The authors calculate that the human dietary equivalent of a mouse's high phosphate diet is 1,800 milligrams per day, an intake level that many humans match or exceed. The high-phosphate diet did not have a corresponding increase in calcium, which would reflect the equivalent of a dairy-rich diet. A low-phosphate diet in the mice corresponds to 500 milligrams per day for humans.
"Another way to look at it is that a low-phosphate diet may help prevent cancer," Beck adds. Previous research on the effects of a restricted-calorie diet in the same mouse model of skin cancer lowered the number of skin papillomas by a factor comparable to that obtained by limiting phosphate intake.

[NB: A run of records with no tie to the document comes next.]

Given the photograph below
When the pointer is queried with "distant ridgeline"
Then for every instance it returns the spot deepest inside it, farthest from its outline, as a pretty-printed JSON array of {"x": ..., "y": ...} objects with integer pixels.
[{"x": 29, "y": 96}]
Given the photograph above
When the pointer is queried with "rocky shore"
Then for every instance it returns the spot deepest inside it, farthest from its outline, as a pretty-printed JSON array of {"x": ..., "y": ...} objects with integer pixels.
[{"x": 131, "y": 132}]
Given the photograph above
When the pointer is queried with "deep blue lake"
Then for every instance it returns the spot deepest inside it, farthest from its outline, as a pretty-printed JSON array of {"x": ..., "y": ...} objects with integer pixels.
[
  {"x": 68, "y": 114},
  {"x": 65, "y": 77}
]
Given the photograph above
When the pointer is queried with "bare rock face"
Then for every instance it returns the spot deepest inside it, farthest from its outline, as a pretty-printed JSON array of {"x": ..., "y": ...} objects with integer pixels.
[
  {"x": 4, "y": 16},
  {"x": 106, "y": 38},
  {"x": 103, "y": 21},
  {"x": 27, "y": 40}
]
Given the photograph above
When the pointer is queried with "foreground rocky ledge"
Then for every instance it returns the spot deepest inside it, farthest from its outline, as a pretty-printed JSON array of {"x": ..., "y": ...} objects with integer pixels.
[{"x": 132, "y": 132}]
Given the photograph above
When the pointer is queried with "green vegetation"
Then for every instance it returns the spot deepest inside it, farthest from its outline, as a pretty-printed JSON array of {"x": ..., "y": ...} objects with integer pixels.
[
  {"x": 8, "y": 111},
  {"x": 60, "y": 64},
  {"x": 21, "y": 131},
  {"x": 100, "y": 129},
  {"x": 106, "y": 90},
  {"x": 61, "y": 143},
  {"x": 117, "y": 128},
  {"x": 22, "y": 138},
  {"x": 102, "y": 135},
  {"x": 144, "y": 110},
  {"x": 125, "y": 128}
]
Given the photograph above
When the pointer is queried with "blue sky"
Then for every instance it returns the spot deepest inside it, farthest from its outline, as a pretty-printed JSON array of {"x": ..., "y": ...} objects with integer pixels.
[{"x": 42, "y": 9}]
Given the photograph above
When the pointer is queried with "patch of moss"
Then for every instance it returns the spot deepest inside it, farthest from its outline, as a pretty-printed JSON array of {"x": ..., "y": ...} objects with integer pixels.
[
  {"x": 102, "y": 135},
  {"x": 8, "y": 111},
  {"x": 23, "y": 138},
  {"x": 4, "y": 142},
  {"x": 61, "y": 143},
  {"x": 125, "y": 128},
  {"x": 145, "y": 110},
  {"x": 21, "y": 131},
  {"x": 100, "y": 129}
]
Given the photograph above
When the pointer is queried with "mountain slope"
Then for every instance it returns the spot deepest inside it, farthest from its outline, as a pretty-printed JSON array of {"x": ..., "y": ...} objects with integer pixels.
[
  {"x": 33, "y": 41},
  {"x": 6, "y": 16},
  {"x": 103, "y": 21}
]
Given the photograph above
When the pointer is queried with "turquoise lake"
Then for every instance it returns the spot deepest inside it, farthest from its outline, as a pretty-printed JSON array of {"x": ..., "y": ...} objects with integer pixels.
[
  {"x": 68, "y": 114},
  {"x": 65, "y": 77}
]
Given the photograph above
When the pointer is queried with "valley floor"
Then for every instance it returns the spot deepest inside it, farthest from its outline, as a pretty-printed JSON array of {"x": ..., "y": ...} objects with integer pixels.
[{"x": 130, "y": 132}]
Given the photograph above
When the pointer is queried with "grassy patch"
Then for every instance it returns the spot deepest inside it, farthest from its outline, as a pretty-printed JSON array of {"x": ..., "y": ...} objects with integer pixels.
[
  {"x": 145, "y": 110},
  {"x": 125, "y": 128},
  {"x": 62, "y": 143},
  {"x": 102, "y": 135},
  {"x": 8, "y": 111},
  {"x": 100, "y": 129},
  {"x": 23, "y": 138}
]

According to Department of Agriculture data from 2006, the average phosphate intake for American males and females over two years old is 1,334 mg. The Recommended Daily Allowance is 1,250 mg for pre-teens and teenagers and 700 mg for adults, with a maximum tolerable level set at 4 grams per day.
Researchers in Korea have recently found similar effects of high dietary phosphate on lung cancer in mice. Beck says he began studying phosphate's influence on oncogenes in bone cells grown in the laboratory. He and his colleagues found that in the presence of high phosphate, bone cells divide more quickly and produce more osteopontin, a protein linked to the breakdown of bone, and other cancer-related proteins.
In this paper, Beck and colleagues also found that high phosphate activates the oncogene N-ras in skin cells, and that high phosphate in a mouse's diet increases the level of osteopontin in the blood.
He cautions that many foods naturally contain phosphate, but not all of it is absorbed equally, so the amount of phosphate consumed does not always reflect phosphate levels in the blood. In addition, phosphate requirements by the body may vary according to age, sex and daily activity, he says.
"Phosphate in the diet has been previously studied for its effects on bone formation and bone breakdown, as well as by cardiologists and kidney specialists," Beck says. "But outcomes and endpoints having to do with cancer have not been looked at. This is an area where we have to be careful about mechanism, because there are many influences on phosphate metabolism."